One of my favorite examples of this was the Interactive Graphics Renderer, which rendered 3-D icons according to the colors, shape, texture, lighting, etc. that you define. You could use the resulting icons on your Web pages, as custom list bullets and horizontal rules. Note: This site lost its home long ago; this is supposed to be a mirror, but it doesn't work for me. If you find a working mirror, please send me the URL.

MIME Types

MIME types are standard, case-insensitive strings that identify a data type, used throughout the Internet for many purposes. They start with the general type of data (like text, image, or audio), followed by a slash, and end with the specific type of data (like html, gif, or jpeg). HTML files are identified with text/html, and GIFs and JPEGs are identified with image/gif and image/jpeg. Here's a pretty good list of commonly-used MIME types.

Back to top of page


What is the difference between GET and POST?

GET and POST are two different methods defined in HTTP that do very different things, but both happen to be able to send form submissions to the server.

Normally, GET is used to get a file or other resource, possibly with parameters specifying more exactly what is needed. In the case of form input, GET fully includes it in the URL, like

GET is how your browser downloads most files, like HTML files and images. It can also be used for most form submissions, if there's not too much data (the limit varies from browser to browser).

The GET method is idempotent, meaning the side effects of several identical GET requests are the same as for one GET request. In particular, browsers and proxies can cache GET responses, so two identical form submissions may not both make it to your CGI script. So don't use GET if you want to log each request, or store data or otherwise take an action for each request.

Normally, POST is used to send a chunk of data to the server to be processed, whatever that may entail. (The name POST might have come from the idea of posting a note to a discussion group or newsgroup.) When an HTML form is submitted using POST, your form data is attached to the end of the POST request, in its own object (specifically, in the message body). This is not as simple as using GET, but is more versatile. For example, you can send entire files using POST. Also, data size is not limited like it is with GET.

All this is behind the scenes, however.
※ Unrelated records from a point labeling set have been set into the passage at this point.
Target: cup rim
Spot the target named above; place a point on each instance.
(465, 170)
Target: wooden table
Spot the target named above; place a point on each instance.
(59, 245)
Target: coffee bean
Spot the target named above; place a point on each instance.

To the CGI programmer, GET and POST work almost identically, and are equally easy to use. Some advantages of POST are that you're unlimited in the data you can submit, and you can count on your script being called every time the form is submitted. One advantage of GET is that your entire form submission can be encapsulated in one URL, like for a hyperlink or bookmark (though see the AutoPOST utility to do this with POST).

Back to top of page


Gaining More Control, with Non-Parsed Header Scripts

Normally, when your CGI script prints the "Content-type:", "Location:", or other headers, the server parses those headers and generates an appropriate HTTP response for the user. Occasionally, you may want finer control over the HTTP response. Most Web servers support non-parsed header (or "NPH") scripts, which generate a complete HTTP response and bypass the normal parsing by the server.

To use these, you need to know some HTTP-- specifically, the formats of the status line and header lines.
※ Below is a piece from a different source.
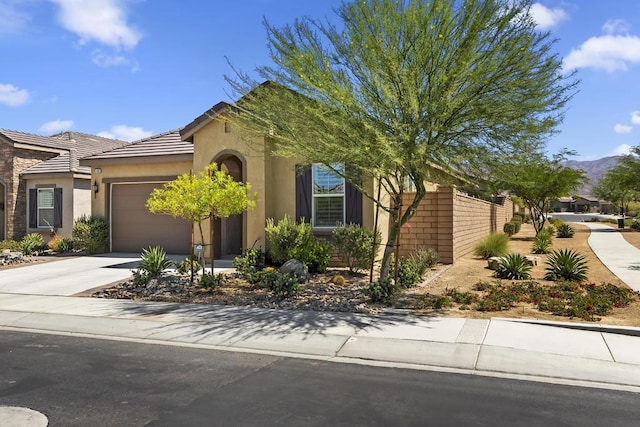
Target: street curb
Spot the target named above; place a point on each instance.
(610, 329)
In your non-parsed header script, just print the complete HTTP status and header lines where a normal script would print the "Content-Type:" line. Include the trailing blank line. Whatever your script prints is sent to the user verbatim, as the complete HTTP response, with no modification by the server.
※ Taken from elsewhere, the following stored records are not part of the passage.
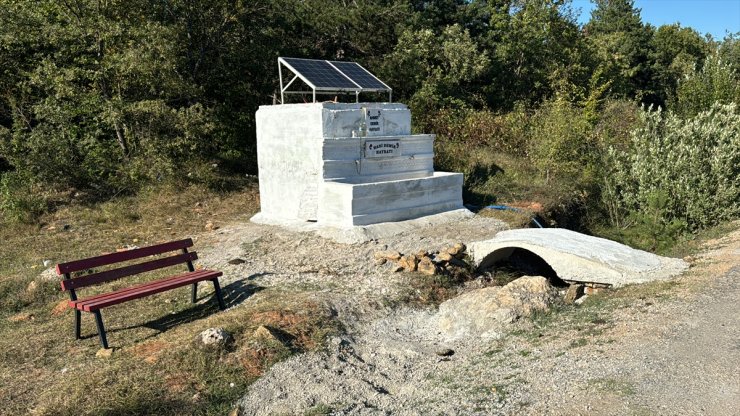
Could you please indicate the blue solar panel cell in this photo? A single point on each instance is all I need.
(321, 74)
(360, 75)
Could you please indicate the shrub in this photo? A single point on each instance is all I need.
(20, 197)
(717, 81)
(560, 141)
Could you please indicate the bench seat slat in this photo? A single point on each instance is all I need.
(142, 286)
(113, 298)
(120, 272)
(84, 264)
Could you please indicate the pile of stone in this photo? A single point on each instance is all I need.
(447, 260)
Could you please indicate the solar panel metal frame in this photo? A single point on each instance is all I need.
(306, 78)
(385, 87)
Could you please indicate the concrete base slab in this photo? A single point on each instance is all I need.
(361, 234)
(579, 257)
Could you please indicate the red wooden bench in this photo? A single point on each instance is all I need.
(95, 303)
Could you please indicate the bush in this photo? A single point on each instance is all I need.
(20, 198)
(717, 81)
(695, 162)
(560, 142)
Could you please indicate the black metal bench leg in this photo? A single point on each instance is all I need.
(220, 298)
(101, 329)
(78, 318)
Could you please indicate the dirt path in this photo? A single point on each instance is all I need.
(657, 349)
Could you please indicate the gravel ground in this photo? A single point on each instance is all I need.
(677, 354)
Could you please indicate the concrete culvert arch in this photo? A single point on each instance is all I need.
(578, 257)
(522, 260)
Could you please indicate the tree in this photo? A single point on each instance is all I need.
(622, 43)
(676, 51)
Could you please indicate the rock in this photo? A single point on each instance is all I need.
(409, 263)
(214, 338)
(387, 254)
(483, 312)
(457, 262)
(266, 333)
(574, 292)
(59, 308)
(444, 256)
(445, 352)
(104, 353)
(426, 266)
(49, 274)
(20, 317)
(458, 249)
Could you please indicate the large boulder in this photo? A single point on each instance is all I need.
(484, 312)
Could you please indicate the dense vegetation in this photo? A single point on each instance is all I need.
(631, 126)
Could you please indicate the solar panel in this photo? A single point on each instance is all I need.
(321, 74)
(329, 77)
(360, 75)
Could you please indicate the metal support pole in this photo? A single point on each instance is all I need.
(78, 318)
(101, 329)
(191, 268)
(280, 73)
(220, 297)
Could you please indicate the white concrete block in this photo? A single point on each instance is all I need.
(347, 165)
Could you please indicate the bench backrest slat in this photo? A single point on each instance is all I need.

Name your NPH scripts something starting with "nph-", like "nph-myscript.cgi"; every script whose name starts with "nph-" will be be handled as an NPH script. This works on most servers, including Apache and NCSA. Other servers may use different schemes to identify NPH scripts; read the server docs or ask your webmaster.

For an example of a NPH script, see CGIProxy.

If this is confusing, don't worry. In the unlikely event you ever need an NPH script, this will all make sense.

Back to top of page


Back to Main Page


© 1996-1998, 2002 James Marshall
(comments welcome; for questions, please scan the FAQ first)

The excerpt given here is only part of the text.